Now let’s be clear here. This list is by no means a balanced portfolio. Nor is it necessarily where your money should be. But even if some of these stocks dive, the message is clear, at least according to these experts, biggest areas of opportunity in 2011 seem to be tech, finance, energy, and health.
On the other hand if you look at history and how past stock pickers have fared the way Brett Arends of the Wall Street Journal did, then you may want to look elsewhere for your investments.
Arends asked Thomson Reuters for the 10 stocks that analysts rated most highly a year ago and the names ranged from a chemical company, FMC, and printer R.R. Donnelley and Sons to tobacco company Lorillard. Now, how did they do you wonder?
Actually, not too bad. Together they had a 24 percent return. But then he asked Thomson Reuters to send him the names of the 10 stocks that Wall Street analysts liked the least a year ago. Guess what? They did even better, 32 percent.

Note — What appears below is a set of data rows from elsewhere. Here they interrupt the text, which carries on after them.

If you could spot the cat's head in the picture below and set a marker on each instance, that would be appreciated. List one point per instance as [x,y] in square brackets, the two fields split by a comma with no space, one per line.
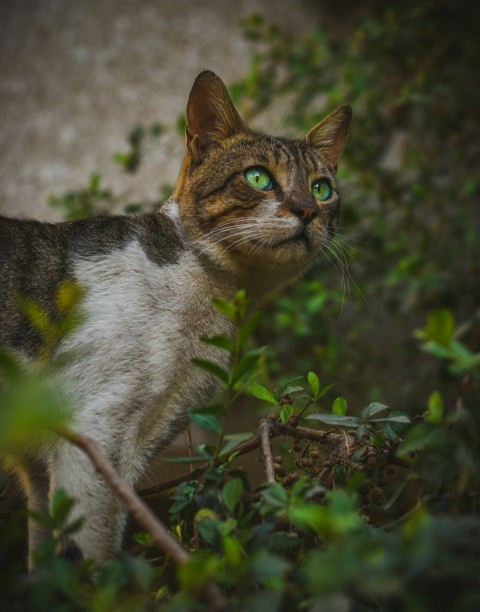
[248,199]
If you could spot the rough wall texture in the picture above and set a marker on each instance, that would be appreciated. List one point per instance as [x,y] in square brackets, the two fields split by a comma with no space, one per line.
[75,77]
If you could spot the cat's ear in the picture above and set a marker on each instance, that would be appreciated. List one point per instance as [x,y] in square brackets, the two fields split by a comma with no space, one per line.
[211,116]
[330,134]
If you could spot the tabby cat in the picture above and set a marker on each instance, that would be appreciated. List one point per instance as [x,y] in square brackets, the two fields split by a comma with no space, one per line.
[249,211]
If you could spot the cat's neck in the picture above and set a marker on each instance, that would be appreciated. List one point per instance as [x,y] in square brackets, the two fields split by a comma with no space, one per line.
[259,281]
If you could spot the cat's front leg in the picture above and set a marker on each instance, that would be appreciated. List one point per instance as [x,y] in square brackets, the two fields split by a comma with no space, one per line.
[35,480]
[103,516]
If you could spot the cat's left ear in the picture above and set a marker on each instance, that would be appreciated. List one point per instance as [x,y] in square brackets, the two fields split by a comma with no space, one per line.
[330,134]
[211,116]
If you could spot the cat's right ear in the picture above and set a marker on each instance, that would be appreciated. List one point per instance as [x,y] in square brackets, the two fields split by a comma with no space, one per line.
[211,116]
[330,135]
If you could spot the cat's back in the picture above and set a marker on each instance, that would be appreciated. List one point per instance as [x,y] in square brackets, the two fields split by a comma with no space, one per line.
[36,258]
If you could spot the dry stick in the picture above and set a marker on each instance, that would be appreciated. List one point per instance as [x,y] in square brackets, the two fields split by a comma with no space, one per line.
[276,429]
[240,449]
[265,431]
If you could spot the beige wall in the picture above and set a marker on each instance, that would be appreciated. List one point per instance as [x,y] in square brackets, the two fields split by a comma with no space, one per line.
[76,76]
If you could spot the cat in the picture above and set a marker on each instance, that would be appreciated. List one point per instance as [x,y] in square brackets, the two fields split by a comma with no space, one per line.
[249,211]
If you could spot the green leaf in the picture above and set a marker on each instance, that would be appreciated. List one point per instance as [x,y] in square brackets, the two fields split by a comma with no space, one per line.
[231,493]
[262,393]
[393,418]
[206,421]
[212,368]
[286,412]
[339,406]
[247,328]
[226,308]
[192,459]
[372,409]
[223,342]
[246,363]
[324,390]
[335,420]
[314,384]
[440,327]
[435,408]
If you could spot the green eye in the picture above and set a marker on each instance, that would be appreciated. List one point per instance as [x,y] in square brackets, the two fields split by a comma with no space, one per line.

On a roll now, Arends decided to go one better. He decided to look at the results for the previous year, 2009. Again, Thomson Reuters gave him the 10 stocks that analysts recommended most highly at the start of that year, and the 10 they rated the lowest.
If you'd bought the analysts' favorite stocks at the start of the year, you'd have made a 22 percent profit. But if you bought the ones they hated says Arends, you would have made an incredible 70 percent profit.
So when you talk to your financial advisor or online broker and he or she starts to give you their best picks for the year, you might also want to ask them what stocks they dislike the most as well.